ANKARA: Turkey is emerging as one of the destinations for medical tourism as the country tries to boost tourism revenue and narrow its current account deficit – its main economic weakness.
History fanatics, adrenaline junkies, sunbathers and foodies are all in for a treat when heading for a holiday in Turkey, but the nation is also drawing tourists that are seeking to avail Turkey’s competitive edge in medical tourism.
Turkey is the world’s sixth top destination in terms of tourist numbers. Out of the roughly 35 million tourists who visited Turkey last year, around 188,095 came for surgical procedures, from hair transplants and liposuction to cancer and orthopedic treatment, according to the World Tourism Organization.
The number of medical tourists who visited Turkey in the first six months of 2014 totaled 162,445 with revenues reaching $328 million.
“Currently, over 1,000 patients travel to Turkey every year to take advantage of the medical services we offer,” said Fatih Ozturk, the project manager of VisitandCare.com, a patient and doctor matching service which helps visitors from the Middle East and Europe and has four global offices – in the U.S., Mexico, Tunisia and Turkey.
He said of the clientele, “They are mostly from Western European countries like the U.K., Germany and the Netherlands, as well as from Libya and the United Arab Emirates.”
Ozturk said there are various factors behind Turkey’s appeal. “People from countries with heavily congested health systems welcome the opportunity to choose the time of their surgeries together with the 40-70 percent savings, which is more affordable than European countries. Meanwhile those from less-developed nations are attracted by Western-trained medics and new facilities sprouting up as Turkey’s private health care industry flourishes. Additionally, the fact that Turkey is a central tourist attraction is also enticing,” he said.
Private equity investors favor Turkey’s fast-growing service industries, including health care, retail and education, because of a near tripling of the nominal per capita gross domestic product over the past decade and a young population of 76.5 million.
Turkey’s Health Ministry said the country has great advantages in terms of health tourism with a very convenient geographical location.
“Both for meeting the changing domestic needs, as well as taking advantage of health tourism, private hospitals and health centers have been established all over the country,” the ministry said in a report on medical tourism in Turkey in 2012.
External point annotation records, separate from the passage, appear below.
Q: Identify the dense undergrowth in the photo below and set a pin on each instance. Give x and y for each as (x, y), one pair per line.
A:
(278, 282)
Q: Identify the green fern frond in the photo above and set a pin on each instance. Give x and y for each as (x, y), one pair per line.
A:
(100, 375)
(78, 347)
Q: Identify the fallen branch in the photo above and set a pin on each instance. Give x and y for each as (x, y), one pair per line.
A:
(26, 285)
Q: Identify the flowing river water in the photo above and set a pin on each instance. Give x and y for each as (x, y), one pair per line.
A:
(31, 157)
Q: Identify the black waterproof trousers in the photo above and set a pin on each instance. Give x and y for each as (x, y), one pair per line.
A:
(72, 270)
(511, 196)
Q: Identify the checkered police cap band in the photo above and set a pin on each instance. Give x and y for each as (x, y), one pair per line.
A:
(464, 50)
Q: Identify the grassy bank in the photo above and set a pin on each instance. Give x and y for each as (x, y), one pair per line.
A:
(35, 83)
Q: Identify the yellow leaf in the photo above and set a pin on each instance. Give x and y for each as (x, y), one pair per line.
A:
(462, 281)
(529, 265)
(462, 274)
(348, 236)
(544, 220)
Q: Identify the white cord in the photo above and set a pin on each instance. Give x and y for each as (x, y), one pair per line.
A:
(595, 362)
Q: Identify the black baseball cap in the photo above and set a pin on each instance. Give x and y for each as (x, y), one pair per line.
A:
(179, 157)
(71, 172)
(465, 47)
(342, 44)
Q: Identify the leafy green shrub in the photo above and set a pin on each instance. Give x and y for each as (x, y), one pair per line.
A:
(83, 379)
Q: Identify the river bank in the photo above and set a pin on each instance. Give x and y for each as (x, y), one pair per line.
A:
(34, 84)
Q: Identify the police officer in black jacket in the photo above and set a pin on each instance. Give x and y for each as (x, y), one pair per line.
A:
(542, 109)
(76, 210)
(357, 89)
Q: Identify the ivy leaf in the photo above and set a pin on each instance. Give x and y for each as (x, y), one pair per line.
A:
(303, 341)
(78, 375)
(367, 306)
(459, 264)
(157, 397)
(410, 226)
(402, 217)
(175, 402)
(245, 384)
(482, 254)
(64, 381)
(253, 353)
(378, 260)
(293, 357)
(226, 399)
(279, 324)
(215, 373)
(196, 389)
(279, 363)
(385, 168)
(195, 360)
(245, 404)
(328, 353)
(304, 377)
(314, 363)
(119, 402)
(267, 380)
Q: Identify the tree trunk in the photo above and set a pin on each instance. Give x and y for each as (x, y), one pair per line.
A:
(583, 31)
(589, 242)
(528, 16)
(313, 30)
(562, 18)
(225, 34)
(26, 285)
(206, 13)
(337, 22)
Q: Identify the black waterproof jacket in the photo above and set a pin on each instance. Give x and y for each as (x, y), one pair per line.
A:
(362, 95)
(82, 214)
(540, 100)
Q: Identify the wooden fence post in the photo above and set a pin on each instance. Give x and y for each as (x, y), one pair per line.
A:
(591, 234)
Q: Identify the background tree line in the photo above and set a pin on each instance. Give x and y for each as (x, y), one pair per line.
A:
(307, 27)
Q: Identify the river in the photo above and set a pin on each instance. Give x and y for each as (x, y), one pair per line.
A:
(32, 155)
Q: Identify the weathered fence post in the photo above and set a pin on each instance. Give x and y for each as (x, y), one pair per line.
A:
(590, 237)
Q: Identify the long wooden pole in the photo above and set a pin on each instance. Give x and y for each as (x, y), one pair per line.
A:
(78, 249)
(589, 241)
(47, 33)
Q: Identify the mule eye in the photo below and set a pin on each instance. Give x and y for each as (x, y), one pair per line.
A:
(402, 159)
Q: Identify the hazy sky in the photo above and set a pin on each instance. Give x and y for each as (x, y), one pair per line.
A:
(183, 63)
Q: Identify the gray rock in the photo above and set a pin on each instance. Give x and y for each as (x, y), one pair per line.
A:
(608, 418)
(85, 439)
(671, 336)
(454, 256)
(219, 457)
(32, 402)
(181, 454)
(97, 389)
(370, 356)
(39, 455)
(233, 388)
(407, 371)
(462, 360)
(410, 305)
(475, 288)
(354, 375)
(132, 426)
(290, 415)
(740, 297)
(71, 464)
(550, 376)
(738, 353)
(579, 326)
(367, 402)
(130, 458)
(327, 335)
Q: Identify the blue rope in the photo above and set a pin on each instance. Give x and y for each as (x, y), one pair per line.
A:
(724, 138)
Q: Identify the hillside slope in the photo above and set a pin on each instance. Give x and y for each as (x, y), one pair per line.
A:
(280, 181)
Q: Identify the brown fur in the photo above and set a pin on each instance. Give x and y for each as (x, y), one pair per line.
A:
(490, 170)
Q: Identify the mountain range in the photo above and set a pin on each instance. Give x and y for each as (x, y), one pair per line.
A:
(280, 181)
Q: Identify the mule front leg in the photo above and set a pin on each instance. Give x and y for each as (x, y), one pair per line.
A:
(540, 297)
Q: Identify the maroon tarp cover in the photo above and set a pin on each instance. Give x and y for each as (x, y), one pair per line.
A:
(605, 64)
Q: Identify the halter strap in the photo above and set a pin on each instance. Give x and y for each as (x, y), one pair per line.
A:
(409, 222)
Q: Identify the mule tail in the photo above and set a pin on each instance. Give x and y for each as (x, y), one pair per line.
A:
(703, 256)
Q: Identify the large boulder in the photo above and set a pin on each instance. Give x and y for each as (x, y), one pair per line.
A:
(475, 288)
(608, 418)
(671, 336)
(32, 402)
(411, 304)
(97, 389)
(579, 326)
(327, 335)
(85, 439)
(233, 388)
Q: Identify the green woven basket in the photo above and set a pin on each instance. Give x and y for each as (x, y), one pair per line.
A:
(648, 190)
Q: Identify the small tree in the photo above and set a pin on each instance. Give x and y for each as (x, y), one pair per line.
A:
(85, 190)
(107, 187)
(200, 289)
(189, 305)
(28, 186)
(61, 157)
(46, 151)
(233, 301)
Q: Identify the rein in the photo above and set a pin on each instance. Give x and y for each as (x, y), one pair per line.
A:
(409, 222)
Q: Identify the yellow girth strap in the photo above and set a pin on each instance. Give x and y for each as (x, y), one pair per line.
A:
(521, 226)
“The country has made significant improvements and began to compete with countries such as India, Malaysia, Thailand and Hungary, which are strong in the sector,” the report reads.
Foreign institutions including Malaysian sovereign fund Khazanah Nasional, Qatar’s First Investment Bank, Argus Capital Partners and the World Bank’s International Finance Corp have put money into the Turkish health care sector.
The country is building medical facilities with public-private partnerships where the state will rent city hospitals built and run by the private sector for 25 years.
Ankara’s Doctors’ Union President Ozden Sener said patients from Western countries whose medical insurance does not cover odontotherapy (teeth diseases) and cosmetic surgery prefer Turkey, which has low-cost labor as well as affordable holiday prices. Sener also said many patients come from war zones from Syria, Libya and Palestine. He said, however, overseas patients have put pressure on the health system, with many doctors seeing as many as 100 patients per day.
Tourism income in Turkey increased 7.9 percent in the second quarter of 2014, compared to the same quarter of last year, to reach $9 billion, the Turkish Statistical Institute showed. Foreign visitors accounted for 84.5 percent of this income, while Turkish citizens living abroad accounted for the rest.